Earlier this week, Barak threw his weight behind a proposal to pay soldiers doing their compulsory service minimum wage, saying this would be incorporated into a new law that would require every Israeli to do one year of either military or civilian national service. Barak said his ministry is preparing the law, which would replace the Tal Law.
Sources at the prime minister's office said that since the law will expire in six months, there is no need for a government debate on the matter.
The Tal Law itself states that the Knesset must begin discussing whether to extend it at least six months before it is due to expire in August 2012, so discussion must begin no later than February 1 if the legislators want to preserve the option of extending it.
Meanwhile, dozens of IDF reserve soldiers erected on Thursday in Tel Aviv what they call the "suckers' camp," to protest the possible extension of the Tal Law.
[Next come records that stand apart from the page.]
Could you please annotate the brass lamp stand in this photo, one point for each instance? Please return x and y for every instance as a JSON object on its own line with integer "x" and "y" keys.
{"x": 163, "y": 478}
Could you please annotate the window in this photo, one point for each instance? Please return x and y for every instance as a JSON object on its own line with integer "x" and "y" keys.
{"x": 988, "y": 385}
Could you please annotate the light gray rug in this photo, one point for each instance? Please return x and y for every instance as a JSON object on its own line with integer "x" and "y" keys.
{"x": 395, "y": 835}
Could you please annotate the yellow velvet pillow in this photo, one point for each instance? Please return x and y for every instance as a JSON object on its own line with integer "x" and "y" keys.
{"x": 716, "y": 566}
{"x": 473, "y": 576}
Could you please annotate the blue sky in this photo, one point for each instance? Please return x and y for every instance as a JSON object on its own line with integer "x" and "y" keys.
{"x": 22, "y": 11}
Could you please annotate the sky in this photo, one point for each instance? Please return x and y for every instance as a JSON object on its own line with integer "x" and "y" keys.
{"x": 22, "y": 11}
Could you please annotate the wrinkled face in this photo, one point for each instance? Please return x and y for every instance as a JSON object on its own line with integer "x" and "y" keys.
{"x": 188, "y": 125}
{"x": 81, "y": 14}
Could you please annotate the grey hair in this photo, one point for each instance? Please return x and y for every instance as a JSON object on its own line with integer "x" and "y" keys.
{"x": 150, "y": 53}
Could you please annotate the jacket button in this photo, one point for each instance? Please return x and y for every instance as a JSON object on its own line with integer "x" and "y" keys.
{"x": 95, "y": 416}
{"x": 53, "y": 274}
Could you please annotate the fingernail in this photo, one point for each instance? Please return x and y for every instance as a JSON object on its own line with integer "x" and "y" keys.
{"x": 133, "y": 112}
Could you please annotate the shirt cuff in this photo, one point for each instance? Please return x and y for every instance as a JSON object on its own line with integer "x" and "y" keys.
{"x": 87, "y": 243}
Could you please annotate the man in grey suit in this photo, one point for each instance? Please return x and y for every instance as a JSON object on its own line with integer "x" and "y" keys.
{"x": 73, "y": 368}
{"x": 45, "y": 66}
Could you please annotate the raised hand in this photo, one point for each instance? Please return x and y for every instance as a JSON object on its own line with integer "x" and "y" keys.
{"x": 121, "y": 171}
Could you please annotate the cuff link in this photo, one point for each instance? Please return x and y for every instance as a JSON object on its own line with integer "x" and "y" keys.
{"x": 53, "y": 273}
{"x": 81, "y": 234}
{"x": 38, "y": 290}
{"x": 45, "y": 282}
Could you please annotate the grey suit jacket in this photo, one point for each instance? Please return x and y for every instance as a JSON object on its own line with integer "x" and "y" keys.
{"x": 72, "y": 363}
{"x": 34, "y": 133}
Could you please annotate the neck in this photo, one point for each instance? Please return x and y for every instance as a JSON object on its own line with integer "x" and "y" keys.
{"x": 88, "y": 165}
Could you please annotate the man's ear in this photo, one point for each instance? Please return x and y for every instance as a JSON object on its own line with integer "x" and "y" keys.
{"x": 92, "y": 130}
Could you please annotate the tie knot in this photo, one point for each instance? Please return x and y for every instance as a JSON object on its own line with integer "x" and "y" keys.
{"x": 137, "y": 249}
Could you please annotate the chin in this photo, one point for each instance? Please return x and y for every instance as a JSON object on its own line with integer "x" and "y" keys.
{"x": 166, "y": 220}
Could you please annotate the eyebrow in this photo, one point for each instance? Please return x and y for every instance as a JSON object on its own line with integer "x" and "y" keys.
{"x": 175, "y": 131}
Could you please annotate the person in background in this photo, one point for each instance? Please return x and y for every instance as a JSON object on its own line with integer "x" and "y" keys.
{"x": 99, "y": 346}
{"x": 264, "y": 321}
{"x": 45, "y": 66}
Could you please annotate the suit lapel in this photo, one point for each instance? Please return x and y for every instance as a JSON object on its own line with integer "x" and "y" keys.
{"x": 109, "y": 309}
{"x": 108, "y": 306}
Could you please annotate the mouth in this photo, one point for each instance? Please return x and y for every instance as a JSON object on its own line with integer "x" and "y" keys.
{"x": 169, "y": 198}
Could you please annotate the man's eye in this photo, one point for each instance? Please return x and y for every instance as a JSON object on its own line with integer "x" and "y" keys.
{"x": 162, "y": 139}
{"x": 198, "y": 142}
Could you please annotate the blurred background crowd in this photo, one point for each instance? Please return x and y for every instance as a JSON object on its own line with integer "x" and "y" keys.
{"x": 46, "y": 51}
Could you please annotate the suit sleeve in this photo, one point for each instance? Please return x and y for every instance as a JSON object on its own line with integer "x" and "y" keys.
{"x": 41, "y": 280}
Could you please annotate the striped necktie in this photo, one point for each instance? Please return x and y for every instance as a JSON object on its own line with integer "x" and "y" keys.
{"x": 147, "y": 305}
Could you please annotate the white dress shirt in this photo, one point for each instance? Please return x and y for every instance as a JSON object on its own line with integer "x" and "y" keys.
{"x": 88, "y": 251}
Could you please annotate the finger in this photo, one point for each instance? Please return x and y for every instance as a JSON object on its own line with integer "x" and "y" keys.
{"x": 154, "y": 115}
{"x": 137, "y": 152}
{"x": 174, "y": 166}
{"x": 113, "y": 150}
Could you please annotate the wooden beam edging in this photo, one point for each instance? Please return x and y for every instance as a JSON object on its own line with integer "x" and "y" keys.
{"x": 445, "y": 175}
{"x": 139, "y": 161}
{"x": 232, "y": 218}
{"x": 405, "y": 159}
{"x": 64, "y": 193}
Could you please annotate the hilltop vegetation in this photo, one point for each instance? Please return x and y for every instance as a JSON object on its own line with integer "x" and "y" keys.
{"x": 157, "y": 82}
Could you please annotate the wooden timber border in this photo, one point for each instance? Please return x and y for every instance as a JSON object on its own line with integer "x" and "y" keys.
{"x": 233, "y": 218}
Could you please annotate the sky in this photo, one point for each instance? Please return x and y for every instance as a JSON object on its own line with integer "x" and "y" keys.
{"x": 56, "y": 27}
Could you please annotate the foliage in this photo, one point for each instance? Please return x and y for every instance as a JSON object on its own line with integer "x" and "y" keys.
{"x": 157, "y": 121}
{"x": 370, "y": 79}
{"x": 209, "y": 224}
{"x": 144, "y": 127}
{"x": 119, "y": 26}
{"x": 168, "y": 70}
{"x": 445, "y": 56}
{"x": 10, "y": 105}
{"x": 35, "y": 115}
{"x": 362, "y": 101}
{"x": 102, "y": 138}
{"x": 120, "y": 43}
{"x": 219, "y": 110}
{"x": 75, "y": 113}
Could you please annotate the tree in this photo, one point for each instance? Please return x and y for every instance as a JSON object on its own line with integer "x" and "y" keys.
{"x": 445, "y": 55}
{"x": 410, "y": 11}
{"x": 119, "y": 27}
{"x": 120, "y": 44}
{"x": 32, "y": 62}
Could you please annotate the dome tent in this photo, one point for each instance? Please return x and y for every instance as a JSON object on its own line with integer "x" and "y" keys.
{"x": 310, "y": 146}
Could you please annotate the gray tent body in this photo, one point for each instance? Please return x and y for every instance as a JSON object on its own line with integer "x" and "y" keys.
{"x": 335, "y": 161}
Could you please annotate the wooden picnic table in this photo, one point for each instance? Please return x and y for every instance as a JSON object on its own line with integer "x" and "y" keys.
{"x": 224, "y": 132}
The protesters, who set up the camp near Tel Aviv's central train station, were visited by a number of politicians and public figures, as well as high school students, university students and disabled IDF veterans.
Boaz Nol, who organized the protest, said that "in the state of Israel everyone has to serve, whether in the IDF or in national service."
Opposition head MK Tzipi Livni met with the protesters, and said that "social justice begins with sharing the burden and military, national or civilian service." She added: "This is the struggle of anyone who believes in Zionism and wants to live in this country."
Last week, Netanyahu said the law, which expires in the summer, will not be extended for another five years. However, following a disagreement with Barak on the matter, Netanyahu later announced that the law would be extended for another five years.
Barak recently called to extend the law for one year, while formulating an alternative framework in the interim period. Under such a framework, he said, the IDF would choose who to draft, while everyone else would be required to complete a year of national service.
On Monday, Head of the Israel Defense Forces' personnel directorate Major-General Orna Barbibai said that "there is no dispute that the challenging security reality demands that we enlist everyone into meaningful service."
According to Barbibai, one out of every four Israeli men and almost half of Israeli women are not drafted into military or national service. "These statistics indicate a need to conduct a thorough re-evaluation of the universal requirement to serve and equal distribution of the burden [of service]."
National Economic Council head Eugene Kandel, who represented the government in the discussion, took issue with Barbibai's statements, claiming the IDF would have difficulty absorbing additional ultra-Orthodox conscripts.
According to official IDF statistics presented by Kandel, the number of ultra-Orthodox conscripts to the IDF rose from 288 in 2007 to 1,282 in 2011, which he said exceeded goals set by the government.
Committee chairman Shaul Mofaz (Kadima) criticized the law and called to abandon it in its present form. According to Mofaz, only half of young people of draft age in Israel are actually drafted into service, and the number is expected to fall to forty percent by 2020.